The threat of coronavirus has affected traders at Oriental City Centurion.
It emerged yesterday that some were stuck in South Africa unable to travel to China to collect the stock, while others were stranded in China, unable to bring stock into South Africa.
Traders at the centre yesterday said business in the past month had been slow.
Some said that when the news first broke in January, customers started staying away, and those that decided to go to the shops were wearing protective masks over their mouths.
A cellphone repair shop owner said it was unfortunate that people did not care to educate themselves enough about the facts of the virus.
“Some Chinese people here have even stopped traveling; they usually travel to restock but now choose to stay in South Africa because they are afraid to go there and put themselves at risk.”

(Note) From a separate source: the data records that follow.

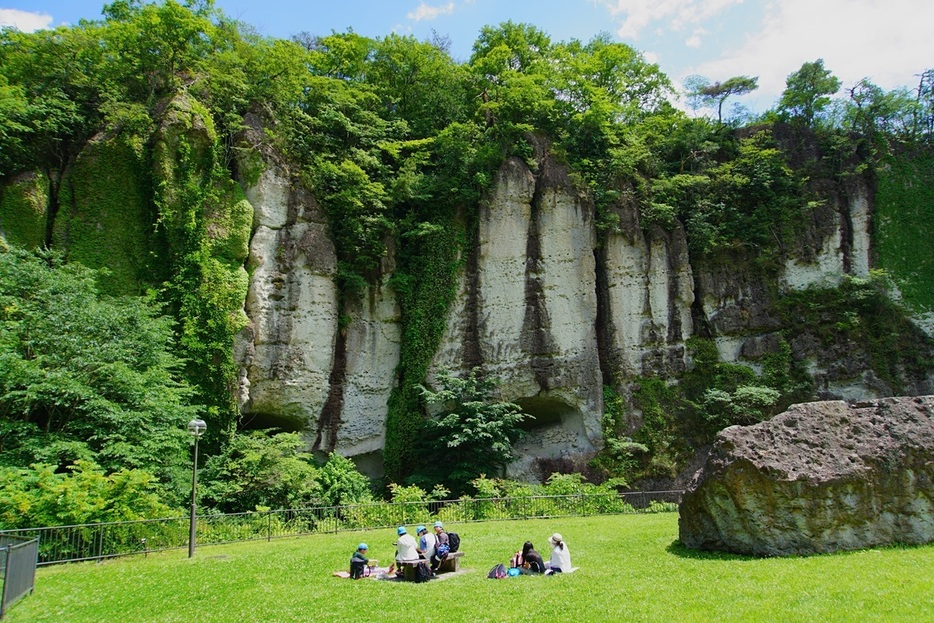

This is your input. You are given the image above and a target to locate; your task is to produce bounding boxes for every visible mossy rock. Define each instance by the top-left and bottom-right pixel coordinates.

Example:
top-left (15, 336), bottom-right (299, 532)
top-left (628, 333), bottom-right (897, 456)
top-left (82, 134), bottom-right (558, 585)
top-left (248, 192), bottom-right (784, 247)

top-left (0, 171), bottom-right (49, 248)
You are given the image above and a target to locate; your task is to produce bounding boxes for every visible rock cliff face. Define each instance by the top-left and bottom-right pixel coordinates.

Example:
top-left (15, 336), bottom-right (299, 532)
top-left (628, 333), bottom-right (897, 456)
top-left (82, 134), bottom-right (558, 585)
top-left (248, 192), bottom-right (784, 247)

top-left (679, 396), bottom-right (934, 556)
top-left (230, 132), bottom-right (904, 479)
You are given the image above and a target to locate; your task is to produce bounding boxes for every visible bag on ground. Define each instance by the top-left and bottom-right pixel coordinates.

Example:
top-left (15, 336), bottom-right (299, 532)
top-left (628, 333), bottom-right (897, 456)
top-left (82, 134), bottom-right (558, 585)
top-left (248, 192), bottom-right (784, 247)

top-left (415, 564), bottom-right (431, 582)
top-left (486, 563), bottom-right (507, 580)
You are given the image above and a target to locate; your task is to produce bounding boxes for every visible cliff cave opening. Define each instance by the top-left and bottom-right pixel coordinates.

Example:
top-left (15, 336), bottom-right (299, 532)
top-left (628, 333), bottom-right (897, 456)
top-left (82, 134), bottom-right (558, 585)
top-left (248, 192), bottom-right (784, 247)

top-left (515, 396), bottom-right (581, 431)
top-left (237, 413), bottom-right (305, 433)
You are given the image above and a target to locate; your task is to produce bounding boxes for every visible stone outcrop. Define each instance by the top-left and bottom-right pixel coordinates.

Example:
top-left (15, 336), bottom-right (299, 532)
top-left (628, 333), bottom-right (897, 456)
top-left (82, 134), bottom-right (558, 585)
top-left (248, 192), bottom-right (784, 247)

top-left (679, 396), bottom-right (934, 556)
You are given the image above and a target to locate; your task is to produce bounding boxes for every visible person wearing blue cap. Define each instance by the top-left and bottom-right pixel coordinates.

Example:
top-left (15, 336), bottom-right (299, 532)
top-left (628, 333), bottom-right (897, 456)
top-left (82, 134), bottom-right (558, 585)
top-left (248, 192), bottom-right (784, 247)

top-left (395, 526), bottom-right (418, 562)
top-left (431, 521), bottom-right (451, 572)
top-left (415, 526), bottom-right (435, 560)
top-left (350, 543), bottom-right (370, 580)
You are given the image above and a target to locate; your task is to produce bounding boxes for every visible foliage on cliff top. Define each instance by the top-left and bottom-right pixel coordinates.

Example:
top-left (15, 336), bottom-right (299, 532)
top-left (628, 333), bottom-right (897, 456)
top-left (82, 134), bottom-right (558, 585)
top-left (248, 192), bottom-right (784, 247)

top-left (0, 248), bottom-right (198, 499)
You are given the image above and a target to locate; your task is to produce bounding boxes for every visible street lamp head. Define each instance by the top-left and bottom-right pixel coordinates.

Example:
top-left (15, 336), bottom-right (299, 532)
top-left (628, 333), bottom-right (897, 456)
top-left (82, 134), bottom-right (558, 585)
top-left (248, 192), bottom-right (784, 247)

top-left (188, 419), bottom-right (208, 438)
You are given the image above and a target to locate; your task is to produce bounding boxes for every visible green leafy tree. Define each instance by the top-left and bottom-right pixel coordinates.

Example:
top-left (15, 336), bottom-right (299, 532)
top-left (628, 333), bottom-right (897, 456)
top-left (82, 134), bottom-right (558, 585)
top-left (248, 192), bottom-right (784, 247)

top-left (318, 452), bottom-right (373, 506)
top-left (200, 431), bottom-right (333, 513)
top-left (702, 385), bottom-right (781, 430)
top-left (412, 369), bottom-right (528, 493)
top-left (778, 58), bottom-right (841, 126)
top-left (688, 76), bottom-right (759, 123)
top-left (0, 461), bottom-right (174, 530)
top-left (0, 248), bottom-right (198, 499)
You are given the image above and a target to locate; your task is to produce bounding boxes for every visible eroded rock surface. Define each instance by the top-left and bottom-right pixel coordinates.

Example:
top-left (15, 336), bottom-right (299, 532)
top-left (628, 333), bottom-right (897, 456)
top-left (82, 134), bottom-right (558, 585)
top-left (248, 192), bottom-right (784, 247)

top-left (679, 396), bottom-right (934, 556)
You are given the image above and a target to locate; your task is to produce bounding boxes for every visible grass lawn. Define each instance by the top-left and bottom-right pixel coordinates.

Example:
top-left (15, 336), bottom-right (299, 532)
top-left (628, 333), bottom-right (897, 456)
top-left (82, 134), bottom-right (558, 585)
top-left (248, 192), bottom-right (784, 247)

top-left (4, 513), bottom-right (934, 623)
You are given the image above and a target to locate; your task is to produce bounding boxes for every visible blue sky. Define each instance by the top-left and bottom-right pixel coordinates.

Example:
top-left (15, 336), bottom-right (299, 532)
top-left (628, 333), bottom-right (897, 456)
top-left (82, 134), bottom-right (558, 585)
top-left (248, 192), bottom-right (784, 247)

top-left (0, 0), bottom-right (934, 112)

He said it was usually a busy place and a lot of people shopped at the centre because they could find items that were not available elsewhere.
Most shops at the centre were empty yesterday, while some had just a few shoppers.
On Monday, the National Institute for Communicable Diseases said 116 people had been tested for the virus, 68 of them were still under investigation. All of the results had come back negative.
The institute further confirmed there had been no confirmed cases of the virus in the country.
Clinical virologist Dr. Terry Marshall said with the extensive ties South Africa had with China, it came as a surprise that no cases of the virus were found in the country.
She said there was no need to see Chinese people as a threat or treat them like they were unwanted in the country. “We have had some cases where some employers do not allow their employees who have traveled to China back to their offices.
“The person will get quarantined for 14 days, and after several tests, allowed back to the office,” she said.
South Africans should not worry about dealing with China because it was possible to get infected without a travel history with that country, she said.
Although South Africans were not massively at risk, “we can’t say we are at a zero risk”.